3. Визуализация эндоцитарных везикул и макропиносом (день 2)

ПРИМЕЧАНИЕ: Флуоресцентные декстраны (Dextn Alexa Fluor 488/647 при 10 кДа МВт и Dexton Oregon Green 488/Tetramethylrhodamine при 70 кДа МВт, анионовый, определяемый лизин) различной молекулярной массы используются для мониторинга поглощения жидкой фазы в ряд эндоцитарных путей14. 70 кДа декстрана для макропиносом и 10 кДа для всех путей.

  1. Готовьте декстран(ы) в виде концентрированной суспензии в 200-500 нг/мл в предварительно подогретой питательной среде для добавления в клетки.
  2. НЕОБЯЗАТЕЛЬНО: Эксперименты могут потребовать предварительного или одновременного добавления добавок или препаратов для влияния на эндоцитарную активность. Например, предварительно обрабатывайте макрофаги и клетки микроглии факторами роста (например, 200 нг/мл CSF-1) или активирующими лигандами (например, ЛПС 100 нг/мл или 300 нг/мл CpG) для усиления взъерошивания и макропиноцитоза. Культивируйте раковые клетки в соответствующей бессывороточной среде в течение 12-16 ч до поглощения декстрана в полной среде. Рекомендуемую плотность ячеек см. в шаге 1.2.
  3. Чтобы подготовиться к визуализации в реальном времени, поместите клетки, выращенные в чашках со стеклянным дном, на столик инвертированного конфокального микроскопа, оснащенного грелкой 37 °C и инкубатором с влажностью 5%CO2 .
  4. Отсадите лишнюю среду, оставив 500 мкл готовой среды в чашке со стеклянным дном.
  5. Найдите подходящий участок клеток и установите фокус. Для покадровой съемки перед съемкой предварительно выберите подходящие флуоресцентные лазеры, фильтры и настройки. Используйте следующие настройки для разрешения отдельных клеток и макропиносом.
    1. Получите изображение исследуемой области на инвертированном конфокальном микроскопе с объективом 63x 1,4 NA с масляной иммерсией Plan Apochromat.
    2. Выберите 512 x 512 для размера изображения, двунаправленное сканирование для быстрого создания изображений.
    3. Сосредоточьтесь на индивидуальной фокальной плоскости клеток.
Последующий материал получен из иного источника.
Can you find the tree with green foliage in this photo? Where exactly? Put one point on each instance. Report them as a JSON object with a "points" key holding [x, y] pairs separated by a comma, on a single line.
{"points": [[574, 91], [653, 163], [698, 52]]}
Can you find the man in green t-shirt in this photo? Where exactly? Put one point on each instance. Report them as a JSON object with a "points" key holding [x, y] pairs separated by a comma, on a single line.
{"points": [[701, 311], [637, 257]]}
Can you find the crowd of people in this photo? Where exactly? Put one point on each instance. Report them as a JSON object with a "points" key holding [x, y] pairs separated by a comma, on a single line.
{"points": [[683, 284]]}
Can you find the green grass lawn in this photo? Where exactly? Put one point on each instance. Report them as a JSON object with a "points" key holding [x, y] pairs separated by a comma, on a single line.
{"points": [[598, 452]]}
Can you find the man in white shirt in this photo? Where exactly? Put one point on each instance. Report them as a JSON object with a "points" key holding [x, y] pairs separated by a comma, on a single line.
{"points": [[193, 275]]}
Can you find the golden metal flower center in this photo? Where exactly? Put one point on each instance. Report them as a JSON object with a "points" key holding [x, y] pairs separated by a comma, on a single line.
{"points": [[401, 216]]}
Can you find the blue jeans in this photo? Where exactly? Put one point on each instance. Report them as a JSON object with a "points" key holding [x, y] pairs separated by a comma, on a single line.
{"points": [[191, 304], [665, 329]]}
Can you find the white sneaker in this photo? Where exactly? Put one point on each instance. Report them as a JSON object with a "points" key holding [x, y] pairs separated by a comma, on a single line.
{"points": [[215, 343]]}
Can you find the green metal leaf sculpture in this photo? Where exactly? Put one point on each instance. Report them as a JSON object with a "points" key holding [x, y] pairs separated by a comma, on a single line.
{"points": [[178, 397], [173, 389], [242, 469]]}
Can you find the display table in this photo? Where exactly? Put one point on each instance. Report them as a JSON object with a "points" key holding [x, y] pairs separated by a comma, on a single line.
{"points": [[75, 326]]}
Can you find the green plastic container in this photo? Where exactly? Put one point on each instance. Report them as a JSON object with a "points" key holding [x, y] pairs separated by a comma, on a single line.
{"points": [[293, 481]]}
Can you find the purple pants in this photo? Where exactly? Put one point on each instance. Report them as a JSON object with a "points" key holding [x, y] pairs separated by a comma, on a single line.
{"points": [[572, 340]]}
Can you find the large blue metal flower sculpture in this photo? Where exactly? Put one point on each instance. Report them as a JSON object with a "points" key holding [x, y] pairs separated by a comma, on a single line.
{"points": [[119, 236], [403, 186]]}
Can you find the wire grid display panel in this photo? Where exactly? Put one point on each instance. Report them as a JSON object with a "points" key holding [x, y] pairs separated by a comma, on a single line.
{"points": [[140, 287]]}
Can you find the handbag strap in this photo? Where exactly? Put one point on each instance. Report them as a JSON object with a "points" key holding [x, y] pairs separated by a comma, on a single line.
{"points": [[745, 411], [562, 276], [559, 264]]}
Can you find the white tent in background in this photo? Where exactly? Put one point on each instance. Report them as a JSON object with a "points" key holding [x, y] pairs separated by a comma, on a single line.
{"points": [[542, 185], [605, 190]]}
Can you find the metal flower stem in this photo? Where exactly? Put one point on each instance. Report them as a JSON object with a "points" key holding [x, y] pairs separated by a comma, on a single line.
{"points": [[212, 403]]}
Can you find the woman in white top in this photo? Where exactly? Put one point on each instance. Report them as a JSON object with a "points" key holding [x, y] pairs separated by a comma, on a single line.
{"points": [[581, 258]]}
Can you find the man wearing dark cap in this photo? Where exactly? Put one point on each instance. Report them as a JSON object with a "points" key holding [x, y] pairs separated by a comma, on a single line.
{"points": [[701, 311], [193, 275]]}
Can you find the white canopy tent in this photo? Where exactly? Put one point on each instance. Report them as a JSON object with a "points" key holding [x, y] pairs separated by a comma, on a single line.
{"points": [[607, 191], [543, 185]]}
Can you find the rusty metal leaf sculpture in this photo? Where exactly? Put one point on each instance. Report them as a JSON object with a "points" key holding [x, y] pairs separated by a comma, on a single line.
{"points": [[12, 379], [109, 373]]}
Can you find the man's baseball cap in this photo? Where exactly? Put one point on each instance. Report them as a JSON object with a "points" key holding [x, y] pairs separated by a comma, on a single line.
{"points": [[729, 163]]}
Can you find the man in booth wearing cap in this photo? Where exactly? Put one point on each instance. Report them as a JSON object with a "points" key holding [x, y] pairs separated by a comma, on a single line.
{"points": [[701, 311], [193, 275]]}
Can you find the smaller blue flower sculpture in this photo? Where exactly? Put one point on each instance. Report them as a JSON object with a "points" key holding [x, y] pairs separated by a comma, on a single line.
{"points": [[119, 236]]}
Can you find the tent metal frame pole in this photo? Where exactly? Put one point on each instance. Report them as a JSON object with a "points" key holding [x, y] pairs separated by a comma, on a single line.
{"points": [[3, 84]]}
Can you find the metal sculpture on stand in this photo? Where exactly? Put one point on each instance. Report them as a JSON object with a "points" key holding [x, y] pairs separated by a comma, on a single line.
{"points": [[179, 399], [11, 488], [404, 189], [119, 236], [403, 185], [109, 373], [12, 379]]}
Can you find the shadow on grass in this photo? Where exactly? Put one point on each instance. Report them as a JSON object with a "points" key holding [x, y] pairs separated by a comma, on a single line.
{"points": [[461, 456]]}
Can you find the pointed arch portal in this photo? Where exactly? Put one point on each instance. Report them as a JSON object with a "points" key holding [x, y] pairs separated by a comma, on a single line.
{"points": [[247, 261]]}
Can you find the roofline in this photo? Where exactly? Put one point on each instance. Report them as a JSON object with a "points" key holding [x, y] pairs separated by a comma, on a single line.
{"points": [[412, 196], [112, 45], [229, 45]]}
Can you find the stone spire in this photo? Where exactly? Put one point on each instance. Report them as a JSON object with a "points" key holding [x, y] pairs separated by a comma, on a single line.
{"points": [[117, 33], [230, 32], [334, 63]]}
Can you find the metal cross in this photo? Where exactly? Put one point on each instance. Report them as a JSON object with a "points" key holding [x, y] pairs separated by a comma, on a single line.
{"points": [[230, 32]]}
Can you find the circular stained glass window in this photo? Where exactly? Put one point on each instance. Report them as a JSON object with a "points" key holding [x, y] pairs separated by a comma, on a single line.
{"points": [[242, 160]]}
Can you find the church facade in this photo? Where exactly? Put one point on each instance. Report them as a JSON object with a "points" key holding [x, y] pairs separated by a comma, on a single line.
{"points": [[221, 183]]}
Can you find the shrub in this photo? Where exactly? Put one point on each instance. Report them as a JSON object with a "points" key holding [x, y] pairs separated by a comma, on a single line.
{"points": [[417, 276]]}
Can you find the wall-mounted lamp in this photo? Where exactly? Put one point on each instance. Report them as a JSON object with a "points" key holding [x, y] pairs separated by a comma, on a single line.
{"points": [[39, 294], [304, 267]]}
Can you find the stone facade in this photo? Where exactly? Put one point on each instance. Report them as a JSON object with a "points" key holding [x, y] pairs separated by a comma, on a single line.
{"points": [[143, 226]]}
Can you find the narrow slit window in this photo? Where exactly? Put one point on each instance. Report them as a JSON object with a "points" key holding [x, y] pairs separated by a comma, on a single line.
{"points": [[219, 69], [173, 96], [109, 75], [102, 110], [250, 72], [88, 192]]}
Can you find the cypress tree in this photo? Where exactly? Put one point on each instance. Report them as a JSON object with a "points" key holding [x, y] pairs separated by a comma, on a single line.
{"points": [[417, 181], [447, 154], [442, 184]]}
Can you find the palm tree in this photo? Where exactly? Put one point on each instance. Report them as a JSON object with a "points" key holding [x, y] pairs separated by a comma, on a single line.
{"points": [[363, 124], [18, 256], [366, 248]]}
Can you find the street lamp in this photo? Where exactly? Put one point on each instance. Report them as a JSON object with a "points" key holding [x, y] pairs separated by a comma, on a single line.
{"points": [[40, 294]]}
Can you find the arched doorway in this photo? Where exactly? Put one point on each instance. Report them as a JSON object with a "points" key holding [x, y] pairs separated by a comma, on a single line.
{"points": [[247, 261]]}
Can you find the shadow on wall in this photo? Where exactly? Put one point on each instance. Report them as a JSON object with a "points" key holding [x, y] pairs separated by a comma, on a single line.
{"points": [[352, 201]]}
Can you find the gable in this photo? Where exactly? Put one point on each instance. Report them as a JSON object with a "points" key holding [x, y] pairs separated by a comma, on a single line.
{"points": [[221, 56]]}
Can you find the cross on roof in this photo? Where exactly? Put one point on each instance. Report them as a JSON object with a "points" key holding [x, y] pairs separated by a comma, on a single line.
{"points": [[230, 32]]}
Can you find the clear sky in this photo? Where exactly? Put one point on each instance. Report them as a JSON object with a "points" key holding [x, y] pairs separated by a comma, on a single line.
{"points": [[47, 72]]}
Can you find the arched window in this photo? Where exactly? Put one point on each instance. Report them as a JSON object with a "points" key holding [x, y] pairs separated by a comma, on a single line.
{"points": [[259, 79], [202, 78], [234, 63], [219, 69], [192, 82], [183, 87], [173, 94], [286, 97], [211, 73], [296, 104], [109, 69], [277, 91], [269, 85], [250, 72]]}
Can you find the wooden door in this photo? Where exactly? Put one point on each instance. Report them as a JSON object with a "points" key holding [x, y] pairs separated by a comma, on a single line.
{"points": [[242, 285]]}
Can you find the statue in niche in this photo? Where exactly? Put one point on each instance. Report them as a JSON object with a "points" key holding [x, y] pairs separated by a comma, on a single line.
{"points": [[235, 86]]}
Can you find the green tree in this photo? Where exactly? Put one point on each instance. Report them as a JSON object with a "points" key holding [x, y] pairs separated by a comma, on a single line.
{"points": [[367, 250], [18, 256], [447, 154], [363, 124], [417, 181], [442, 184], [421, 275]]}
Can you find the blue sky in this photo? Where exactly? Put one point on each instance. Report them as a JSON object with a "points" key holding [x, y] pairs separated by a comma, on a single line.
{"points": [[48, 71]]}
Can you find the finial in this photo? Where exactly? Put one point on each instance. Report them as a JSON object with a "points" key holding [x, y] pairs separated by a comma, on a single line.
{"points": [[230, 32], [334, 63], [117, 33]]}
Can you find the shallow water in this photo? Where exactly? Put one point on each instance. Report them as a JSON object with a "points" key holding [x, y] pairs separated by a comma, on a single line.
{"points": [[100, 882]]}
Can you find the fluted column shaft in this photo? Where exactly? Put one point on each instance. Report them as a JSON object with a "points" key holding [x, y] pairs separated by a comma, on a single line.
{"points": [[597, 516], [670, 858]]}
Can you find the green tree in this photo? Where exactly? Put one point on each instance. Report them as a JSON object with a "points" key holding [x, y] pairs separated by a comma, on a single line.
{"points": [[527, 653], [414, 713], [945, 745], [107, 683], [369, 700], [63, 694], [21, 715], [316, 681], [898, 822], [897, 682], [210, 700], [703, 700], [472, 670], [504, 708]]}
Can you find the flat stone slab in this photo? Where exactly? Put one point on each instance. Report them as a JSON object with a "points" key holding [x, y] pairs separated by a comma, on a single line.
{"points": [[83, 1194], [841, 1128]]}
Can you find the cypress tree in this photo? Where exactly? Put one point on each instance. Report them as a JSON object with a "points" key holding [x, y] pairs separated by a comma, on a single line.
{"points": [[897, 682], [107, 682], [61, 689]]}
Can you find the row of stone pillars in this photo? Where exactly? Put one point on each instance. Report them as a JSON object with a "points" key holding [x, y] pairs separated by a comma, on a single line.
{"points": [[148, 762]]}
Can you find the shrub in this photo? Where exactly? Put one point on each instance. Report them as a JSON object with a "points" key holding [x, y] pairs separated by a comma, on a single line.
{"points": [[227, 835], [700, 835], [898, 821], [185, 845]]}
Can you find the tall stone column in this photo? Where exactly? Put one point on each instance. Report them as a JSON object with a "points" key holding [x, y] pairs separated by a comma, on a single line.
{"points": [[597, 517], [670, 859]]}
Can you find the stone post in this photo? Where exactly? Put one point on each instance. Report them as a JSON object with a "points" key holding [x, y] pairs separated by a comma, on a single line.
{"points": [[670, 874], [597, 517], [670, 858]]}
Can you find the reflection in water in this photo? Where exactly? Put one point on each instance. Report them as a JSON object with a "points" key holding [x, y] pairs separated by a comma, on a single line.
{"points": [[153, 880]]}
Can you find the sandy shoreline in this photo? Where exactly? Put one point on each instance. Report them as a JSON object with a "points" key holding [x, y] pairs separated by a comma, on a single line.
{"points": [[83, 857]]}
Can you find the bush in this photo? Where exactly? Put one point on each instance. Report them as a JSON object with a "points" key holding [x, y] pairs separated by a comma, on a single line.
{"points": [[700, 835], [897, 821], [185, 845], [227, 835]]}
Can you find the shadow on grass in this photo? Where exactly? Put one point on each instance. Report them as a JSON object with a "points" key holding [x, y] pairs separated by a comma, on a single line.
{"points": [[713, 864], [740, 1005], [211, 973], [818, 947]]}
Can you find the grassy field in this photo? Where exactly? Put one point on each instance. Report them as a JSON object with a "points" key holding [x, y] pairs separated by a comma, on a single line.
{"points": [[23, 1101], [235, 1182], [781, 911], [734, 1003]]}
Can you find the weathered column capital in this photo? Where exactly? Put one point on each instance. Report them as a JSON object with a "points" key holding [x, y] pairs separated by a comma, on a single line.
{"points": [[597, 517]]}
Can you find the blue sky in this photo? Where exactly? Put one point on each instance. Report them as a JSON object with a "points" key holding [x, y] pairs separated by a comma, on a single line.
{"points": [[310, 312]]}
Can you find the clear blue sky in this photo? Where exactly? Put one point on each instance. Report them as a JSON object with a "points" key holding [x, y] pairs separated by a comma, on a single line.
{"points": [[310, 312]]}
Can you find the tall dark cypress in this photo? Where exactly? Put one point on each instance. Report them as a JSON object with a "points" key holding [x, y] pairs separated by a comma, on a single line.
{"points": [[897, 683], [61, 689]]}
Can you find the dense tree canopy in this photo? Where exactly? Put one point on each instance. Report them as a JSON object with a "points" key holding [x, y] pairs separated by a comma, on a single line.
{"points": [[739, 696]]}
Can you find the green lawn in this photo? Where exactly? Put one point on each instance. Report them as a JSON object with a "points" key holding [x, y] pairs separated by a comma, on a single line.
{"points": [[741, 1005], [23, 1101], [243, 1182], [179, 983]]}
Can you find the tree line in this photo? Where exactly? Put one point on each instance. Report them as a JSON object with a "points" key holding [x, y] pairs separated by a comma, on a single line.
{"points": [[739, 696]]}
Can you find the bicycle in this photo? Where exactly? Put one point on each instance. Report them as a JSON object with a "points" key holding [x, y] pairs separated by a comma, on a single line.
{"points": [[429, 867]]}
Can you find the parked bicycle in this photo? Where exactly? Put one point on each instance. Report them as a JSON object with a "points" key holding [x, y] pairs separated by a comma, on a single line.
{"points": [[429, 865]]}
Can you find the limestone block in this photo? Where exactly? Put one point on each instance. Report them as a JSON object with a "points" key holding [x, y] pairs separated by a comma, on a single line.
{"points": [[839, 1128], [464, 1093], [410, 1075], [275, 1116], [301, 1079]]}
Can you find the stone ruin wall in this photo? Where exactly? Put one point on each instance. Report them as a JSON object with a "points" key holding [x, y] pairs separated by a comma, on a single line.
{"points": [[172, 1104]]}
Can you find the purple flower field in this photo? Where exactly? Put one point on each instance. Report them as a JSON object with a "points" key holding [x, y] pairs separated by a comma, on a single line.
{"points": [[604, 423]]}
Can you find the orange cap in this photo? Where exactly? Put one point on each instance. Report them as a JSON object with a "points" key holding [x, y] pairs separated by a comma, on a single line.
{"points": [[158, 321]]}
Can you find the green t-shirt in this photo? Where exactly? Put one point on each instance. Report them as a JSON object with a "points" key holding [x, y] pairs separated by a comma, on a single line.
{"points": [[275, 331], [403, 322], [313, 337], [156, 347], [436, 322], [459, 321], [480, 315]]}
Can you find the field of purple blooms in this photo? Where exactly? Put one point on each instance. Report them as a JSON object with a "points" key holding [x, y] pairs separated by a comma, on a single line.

Установите захват как один срез или установите толщину оптического среза (Найквиста) примерно 0,3 мкм для объединения в Z-стеки.
    4. Выберите интервальную съемку с интервалом в 5 секунд, продолжительностью от 20 до 45 минут в зависимости от конкретных типов ячеек.
    5. Выберите аппаратную автофокусировку/следящую фокусировку, чтобы помочь стабилизировать изображение во время съемки в течение соответствующего времени в соответствии с конкретными типами ячеек.
    6. Добавьте равный объем 2x декстрана и немедленно начните захват изображения в реальном времени для макрофагов. Подождите 20 минут, прежде чем визуализировать более медленное поглощение в клетках MDA-MB 231.
      Примечание: С помощью этого метода клетки BV2 с двумя флуорофорными каналами были успешно визуализированы в одной плоскости с отслеживанием максимальной скорости, непрерывно в течение 45 минут после добавления смеси декстранов. Для обнаружения ранних макропиносом в клетках RAW 264.7, где макропиноцитоз протекает очень быстро, необходимо получить один срез (для быстрой визуализации) или стек Z из 4-6 срезов (для 3D-захвата) и провести таймлапс с интервалом 5 с в течение 20 мин после добавления декстрана. Для ячеек MDA-MB 231 необходимо получить оптимальные Z-стеки между 10-15 срезами с интервалом 5 с в течение 40 минут.

4. Корреляционная световая и электронная микроскопия (КЛЭМ) (День 3) - по желанию

  1. Подготовьте клетки в соответствии с шагами 1, 2 и 3 протокола с адаптациями. Короче говоря, вырастите 0,2 x 106 клеток/мл RAW264.7 клеток на решетчатых стеклянных посудах (чашка 35 мм, сетчатая покровная чашка No 1,5, диаметр стекла 14 мм, без покрытия), трансфектируйте флуоресцентной плазмидой (например, mCherry-2xFYVE) и оставьте на ночь перед добавлением декстрана-488 (70 кДа) на 20 минут при температуре 37 °C, 5%CO2 в увлажненном инкубаторе.
  2. Быстро промойте клетки 1 мл ледяного PBS и закрепите 0,1% глутаральдегидом.
  3. Получите изображения фиксированных клеток dextran-488 и mCherry-2xFYVE на конфокальном микроскопе.
  4. Получение изображений в светлом поле для определения положения сетки до обработки тарелок для просвечивающей электронной микроскопии (ЭМ), как описано ранее18. Короче говоря, далее зафиксируйте клетки в 2,5% глутаральдегиде, постфиксируйте в 1% восстановленном тетраоксиде осмия, поверните в блок 2% уранилацетата, а затем обезвожьте с помощью ряда этанола перед внедрением в смолу LX112. Вырежьте из блока места, обозначенные сеткой, и соберите ультратонкие срезы с помощью ультрамикротома. Получение изображений на электронном микроскопе с напряжением 80 кВ с помощью соответствующего программного обеспечения системы визуализации.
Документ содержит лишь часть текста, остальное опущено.